Enjoy reading my latest journal entry as I backpack the Appalachian Trail from Georgia to Maine. If you missed it, here are my previous entries and videos from the trail.
NEW VIDEO
Here’s my latest video showing you all the amazing views of New Hampshire before the White Mountains!
Service in the White Mountains has been scant. I’m trying to get you caught up on the last week or so. Hopefully I will have service as I go into more remote areas of New Hampshire and Maine to keep you in the loop!
DAY 117
It was a wet morning waking up at Eliza Springs Shelter. My tent fly was soaked when I packed it away. I saw Trailfish in the shelter. I hadn’t seen him since Virginia. I also met Happy Feet, No Excuses, and Good Push. They were a 420 crowd as they rolled some joints at 7:30am.
I set off on the trail. It was overcast but no rain. Everything was super green and wet from the night’s storm.
I had worn my waterproof socks and it was a good thing. The trail had puddles and mud in many places. The rocks were slick and I had lots of them to climb up and down. The White Mountains seem to be compromised of rocky, rooty terrain with fir trees and lots of moss.
I ran into No Excuses, Trailfish, Happy Feet, and Good Push multiple times throughout the day as we both passed each other. We were united at the summit of Kinsman Mountain. The climb had been steep and the view unrewarding. We were in a cloud with nothing to see.

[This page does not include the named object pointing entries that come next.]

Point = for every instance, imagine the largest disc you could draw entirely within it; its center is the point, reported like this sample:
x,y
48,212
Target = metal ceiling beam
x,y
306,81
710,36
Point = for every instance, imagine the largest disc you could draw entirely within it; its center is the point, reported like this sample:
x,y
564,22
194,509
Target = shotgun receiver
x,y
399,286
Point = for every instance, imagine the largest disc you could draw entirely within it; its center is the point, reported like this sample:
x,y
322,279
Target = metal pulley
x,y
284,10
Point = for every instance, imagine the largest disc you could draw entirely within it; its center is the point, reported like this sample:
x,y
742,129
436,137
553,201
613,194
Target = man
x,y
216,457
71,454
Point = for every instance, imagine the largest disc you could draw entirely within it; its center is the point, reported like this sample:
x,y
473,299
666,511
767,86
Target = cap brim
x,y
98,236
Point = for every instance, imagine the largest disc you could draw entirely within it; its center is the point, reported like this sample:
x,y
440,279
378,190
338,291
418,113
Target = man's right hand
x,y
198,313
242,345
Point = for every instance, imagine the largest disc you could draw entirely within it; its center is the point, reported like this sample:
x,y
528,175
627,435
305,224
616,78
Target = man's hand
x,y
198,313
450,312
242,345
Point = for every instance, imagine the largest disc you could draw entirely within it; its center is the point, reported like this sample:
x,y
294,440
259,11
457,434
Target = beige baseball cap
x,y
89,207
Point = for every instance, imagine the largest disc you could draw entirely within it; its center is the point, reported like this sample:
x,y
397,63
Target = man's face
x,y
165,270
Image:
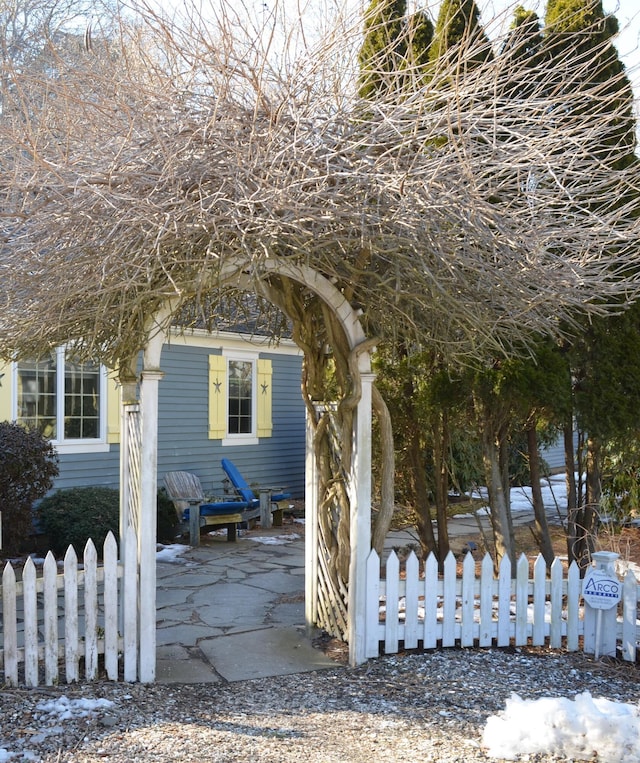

I stopped at the Kinsman Pond Shelter to have a pizza burrito lunch. A bit later I arrived at Lonesome Lake Hut. In the Whites they have shelters which you have to pay to stay at or camp. They also have huts which you always pay for but they are nicer, enclosed bunk rooms with meals for overnight guests. People pay $100+ to hike into the wilderness and stay in a bunk room with strangers and pit toilets with no showers. At Lonesome Lake Hut the staff had set out the breakfast leftovers for us thru-hikers to devour like the hiker trash we are. I had some cold sausages, oatmeal, chicken, and eggs.
Clouds still covered the peaks as I left Lonesome Lake but the sun did peek out now and again. I began climbing up into the clouds. It was grueling and my knees and legs were dying.
At last I reached Little Haystack Mountain. Of course, no view, just clouds. As I hiked, the water vapor collected on my beard, mustache, and eyelashes. I would blink and tears fell and each step I took shook beads of water off my beard.
I was hiking along the Franconia Ridge. It was above tree line with rock cairns marking the trail. This section should have been gorgeous on a clear day with 360° views of the mountains. I was very disappointed and thought maybe after the AT I could return here to walk the ridge on a clear day. I saw some good stealth campsites and would have camped with the hope that the next day would be clear. Unfortunately I had barely any water to last me until the next source.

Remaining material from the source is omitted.